Mar. 20th, 2011

No photos yet because I'm lazy.

Yesterday Shinsuke and I had originally, before the earthquake, hoped to go on a train trip somewhere. That clearly wasn't happening, so instead we went to the Yakyu Inari shrine, which is in Higashi Matsuyama, out in Saitama. Only thing is, we weren't sure the Tobu line would run out there, so Shin planned us to train to Konosu and take a bus from there. Which we did.

Except that thanks to a huge ton of suburban idiots all lining up to get gas that morning, and several stations being out of gas, there was a 2-mile-long traffic jam along the route we wanted to go on. I can't imagine how much gas was WASTED in that lineup, seriously. So we took the bus as far as Kamenokou (aka Turtle Shell) and then walked the remaining 5 kilometers or so. Along the way we walked through big wide-open suburban farmland, past houses, past some bus stops where we found one woman waiting for the bus and we told her it wasn't going to come, and we walked past a castle ruins neither of us had ever heard of, and then we also walked past 2 miles of cars waiting for gas. The funniest part is, at Konosu the driver had told us "The bus that left an hour ago still hasn't gotten to the other end..." and sure enough, we saw a LOT of buses in that traffic line as well. Truly ridiculous in some ways.

The shrine itself was not huge and exciting or anything, certainly not your usual tourist site kind of shrine, BUT it did live up to the double play on the name, 箭弓 being "yakyu" and that also being the word for baseball, 野球. So there were some normal "ema", wooden prayer boards that people write wishes on, but there were also ema shaped like home plates, with various logos on the back like baseballs or players or whatever, with lots of people's wishes being "I want to play at Koshien" or "I want to be a regular on the team this year" or "I hope the Tigers win the Japan Series" or "I hope so-and-so player has a good year this year" and such. There were also ema shaped like baseball bats that people wrote wishes on as well. It was kinda neat.

I ended up buying a few baseball bat omamori charms and one normal one for Carl, and then we left.

Shin had looked up a weird kind of udon in Konosu that he wanted to try, so we went back there. No problems with the bus on the way back, I guess due to the roads the lineup only went one way.
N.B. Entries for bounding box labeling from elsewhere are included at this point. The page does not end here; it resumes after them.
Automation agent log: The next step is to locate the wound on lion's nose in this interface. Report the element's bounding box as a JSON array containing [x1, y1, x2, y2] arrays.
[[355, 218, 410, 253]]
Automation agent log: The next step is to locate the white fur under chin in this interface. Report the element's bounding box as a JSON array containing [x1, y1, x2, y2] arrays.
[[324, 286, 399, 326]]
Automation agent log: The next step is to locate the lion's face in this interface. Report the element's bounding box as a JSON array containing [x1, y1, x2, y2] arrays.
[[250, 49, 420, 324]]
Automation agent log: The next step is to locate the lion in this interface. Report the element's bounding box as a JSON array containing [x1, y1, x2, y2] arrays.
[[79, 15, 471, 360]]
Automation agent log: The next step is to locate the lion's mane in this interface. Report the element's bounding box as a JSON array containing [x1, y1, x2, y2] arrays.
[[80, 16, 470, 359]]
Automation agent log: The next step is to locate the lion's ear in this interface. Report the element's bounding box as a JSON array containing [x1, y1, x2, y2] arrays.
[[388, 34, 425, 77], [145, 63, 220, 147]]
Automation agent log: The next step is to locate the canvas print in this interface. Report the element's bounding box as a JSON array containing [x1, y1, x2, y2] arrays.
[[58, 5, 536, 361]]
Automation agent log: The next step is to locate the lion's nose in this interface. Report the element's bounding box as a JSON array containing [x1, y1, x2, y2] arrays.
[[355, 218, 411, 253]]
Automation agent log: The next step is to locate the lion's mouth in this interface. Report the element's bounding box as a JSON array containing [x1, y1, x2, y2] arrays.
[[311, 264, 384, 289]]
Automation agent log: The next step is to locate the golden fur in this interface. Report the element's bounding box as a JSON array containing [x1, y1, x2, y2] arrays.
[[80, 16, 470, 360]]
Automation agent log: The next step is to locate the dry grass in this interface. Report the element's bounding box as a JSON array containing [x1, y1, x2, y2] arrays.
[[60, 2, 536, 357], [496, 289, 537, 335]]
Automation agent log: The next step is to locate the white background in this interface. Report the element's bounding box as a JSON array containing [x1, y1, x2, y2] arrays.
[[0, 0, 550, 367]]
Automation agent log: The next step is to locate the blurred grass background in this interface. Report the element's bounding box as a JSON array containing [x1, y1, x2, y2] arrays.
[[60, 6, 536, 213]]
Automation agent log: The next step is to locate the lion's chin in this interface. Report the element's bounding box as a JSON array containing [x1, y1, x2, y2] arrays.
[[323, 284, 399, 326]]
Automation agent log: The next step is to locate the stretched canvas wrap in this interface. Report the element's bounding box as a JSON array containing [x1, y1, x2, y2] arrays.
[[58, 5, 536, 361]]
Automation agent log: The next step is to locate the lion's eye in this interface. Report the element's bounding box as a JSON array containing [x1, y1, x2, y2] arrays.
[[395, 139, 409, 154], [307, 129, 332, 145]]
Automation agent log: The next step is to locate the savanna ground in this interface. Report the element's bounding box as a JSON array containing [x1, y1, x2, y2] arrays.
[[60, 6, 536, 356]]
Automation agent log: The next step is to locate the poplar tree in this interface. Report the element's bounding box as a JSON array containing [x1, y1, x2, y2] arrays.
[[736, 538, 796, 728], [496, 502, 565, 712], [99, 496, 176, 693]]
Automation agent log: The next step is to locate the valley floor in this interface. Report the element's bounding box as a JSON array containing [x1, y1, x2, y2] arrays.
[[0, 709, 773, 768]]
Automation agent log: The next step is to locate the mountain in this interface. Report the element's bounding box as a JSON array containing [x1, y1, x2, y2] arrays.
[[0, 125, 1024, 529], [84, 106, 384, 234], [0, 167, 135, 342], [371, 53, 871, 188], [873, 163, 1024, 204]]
This udon was some kind of "kawahaba" udon, a very, VERY wide flat noodle. Like, 4-5 inches wide, and like 2 feet long, per noodle. It was pretty difficult to eat but interesting nonetheless; we both got beef udon although he got a special kind, so my noodles came in the soup already and his came outside the soup as a dip. The little restaurant we were in was really very small, and so the lady running it asked Shin at some point, "what country is your wife from?" and he's like "no, we're just friends. She's American." The thing is, a minute or two later Shin said to me, "I just realized, you're not blushing, you're SUNBURNT."

Sure enough I went into the bathroom and checked and my face was rather pink. Whoops. I guess it was pretty sunny and warm out when we were walking through those several miles to get there, so I picked up a nice burn, whoops.

Anyway, after that, we ended up heading home, because Shin had screwed up his SD card on his camera and was really freaked out about it and wanted to figure out how to fix it and get the data off of it. So I went home for a few hours and did laundry and kinda just zoned out because I was really tired (the sunburn probly didn't help).

In the evening, I started getting ready to go out for dinner, and an earthquake shook the house when I was in the bathroom. That was kinda scary, but funny. So rather than leaving the house immediately after, I came back upstairs to check the earthquake -- Shindo 5+ in Ibaraki apparently. Like, it hit Hitachi, essentially.

But I went to Ikebukuro anyway. I went to Tenkazushi because I hadn't had sushi yet here, and IT WAS SO HAPPY AND GOOD! God I missed that place. So damn good and like, 960 yen for stuffing my face. Sigh. Then I walked around East Ikebukuro for a while, the Sunshine area... went and played a game of Pop'n, looked around Book-Off some and found a super-cheap copy of Osu Tatakae Ouendan so I bought that, and I walked around some more. Apparently there were no blackouts for the weekend, so the arcades were working, though a lot of shops still had lights off and whatever, which is good. Eventually I just headed home, and crashed when I got home, pretty much.

Tokyo still feels very alive even if a little darker and slightly less crowded than before. Although the train coming back to the city after going to Konosu was REALLY crowded, so eh.